One of INCOPA’s roles is to quantify the environmental impact of coagulants. It is well known that municipal wastewater treatment plants consume energy in their processes, but also has a potential to produce energy in the form of biogas. There are a number of “standard” process solutions when treating wastewater depending on wastewater quality, treatment requirements, available space and perception on what is a good solution or not.

A study on Life Cycle Analysis of different Wastewater Treatment Plant Processes (published in December 2020 by the Swedish Environmental Research Institute (IVL) and co-funded by INCOPA) compares the environmental impact of treating wastewater to two different levels of effluent quality (total phosphorus concentration, 1 mg P/L and 0.3 mg P/L) in three different process configurations (Pre-precipitation, Simultaneous precipitation and Biological Phosphorous Removal). The incoming water quality were the same in all scenarios. Automatic process control in the models was used to achieve similar treatment results for the different processes. The main conclusion of the study is that pre-precipitation with coagulants has the lowest carbon footprint, while Biological phosphorus removal has the highest. The more stringent phosphorus removal limits the higher carbon footprint with still lowest values for pre-precipitation and highest for Biological phosphorus removal.

In 2014, INCOPA completed a Life Cycle Assessment (LCA) of coagulant production. The scope of the LCA study starts from the production of raw materials used to create coagulants and runs to the point they leave the factory gate. This is known as a cradle-to-gate LCA study.

Conducted by the Karlsruhe Institute of Technology (KIT) on behalf of INCOPA, the LCA study found that the cradle-to-gate emissions of all coagulants studied averaged 0.106 kg CO2-eq/mole Fe3+ or Al3+. The value is extremely low.

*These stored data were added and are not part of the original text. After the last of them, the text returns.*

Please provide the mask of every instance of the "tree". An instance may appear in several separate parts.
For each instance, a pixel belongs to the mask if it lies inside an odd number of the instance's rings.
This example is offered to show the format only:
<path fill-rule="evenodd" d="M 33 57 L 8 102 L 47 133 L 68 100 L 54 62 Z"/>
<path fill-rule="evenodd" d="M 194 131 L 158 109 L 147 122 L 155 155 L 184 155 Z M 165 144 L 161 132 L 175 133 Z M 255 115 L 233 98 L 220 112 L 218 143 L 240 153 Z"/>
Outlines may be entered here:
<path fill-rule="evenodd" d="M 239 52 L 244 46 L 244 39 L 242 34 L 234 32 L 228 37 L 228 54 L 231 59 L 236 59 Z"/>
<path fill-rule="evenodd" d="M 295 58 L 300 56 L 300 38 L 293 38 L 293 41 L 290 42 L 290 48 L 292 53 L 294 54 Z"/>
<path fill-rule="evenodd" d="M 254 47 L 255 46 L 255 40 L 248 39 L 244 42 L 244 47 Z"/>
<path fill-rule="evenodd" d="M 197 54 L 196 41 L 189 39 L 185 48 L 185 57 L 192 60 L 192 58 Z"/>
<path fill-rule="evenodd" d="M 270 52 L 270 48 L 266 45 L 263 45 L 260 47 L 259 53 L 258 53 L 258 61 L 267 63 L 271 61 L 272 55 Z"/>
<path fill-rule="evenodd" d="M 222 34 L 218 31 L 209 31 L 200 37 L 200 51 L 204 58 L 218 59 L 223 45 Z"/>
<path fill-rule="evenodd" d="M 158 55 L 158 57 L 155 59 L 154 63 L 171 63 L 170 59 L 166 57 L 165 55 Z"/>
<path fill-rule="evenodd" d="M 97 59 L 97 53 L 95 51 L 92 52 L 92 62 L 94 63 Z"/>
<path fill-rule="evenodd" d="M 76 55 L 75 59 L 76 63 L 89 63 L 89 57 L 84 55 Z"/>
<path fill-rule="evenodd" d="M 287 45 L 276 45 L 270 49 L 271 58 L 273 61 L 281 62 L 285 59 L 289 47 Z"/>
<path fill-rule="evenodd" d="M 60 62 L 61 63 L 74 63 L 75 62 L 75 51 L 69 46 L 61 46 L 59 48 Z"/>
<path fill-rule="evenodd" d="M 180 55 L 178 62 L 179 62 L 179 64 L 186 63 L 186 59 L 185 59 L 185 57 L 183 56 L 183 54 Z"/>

The considerable difference between the minimum and maximum carbon footprint values (range = 0.013 to 0.436 kg CO2-eq/mole Fe3+ or Al3+) is a consequence of the different raw materials which are used to produce each type of coagulant. Some raw materials have relatively high CO2-eq emissions during their production or their transport to the coagulant production site.

As expected, the use of recycled materials or by-products from other production processes decreases the environmental impact of coagulant production. This highlights the effect of transport-related emissions on coagulant production as recycled materials and by-products are often onsite or come from nearby production facilities.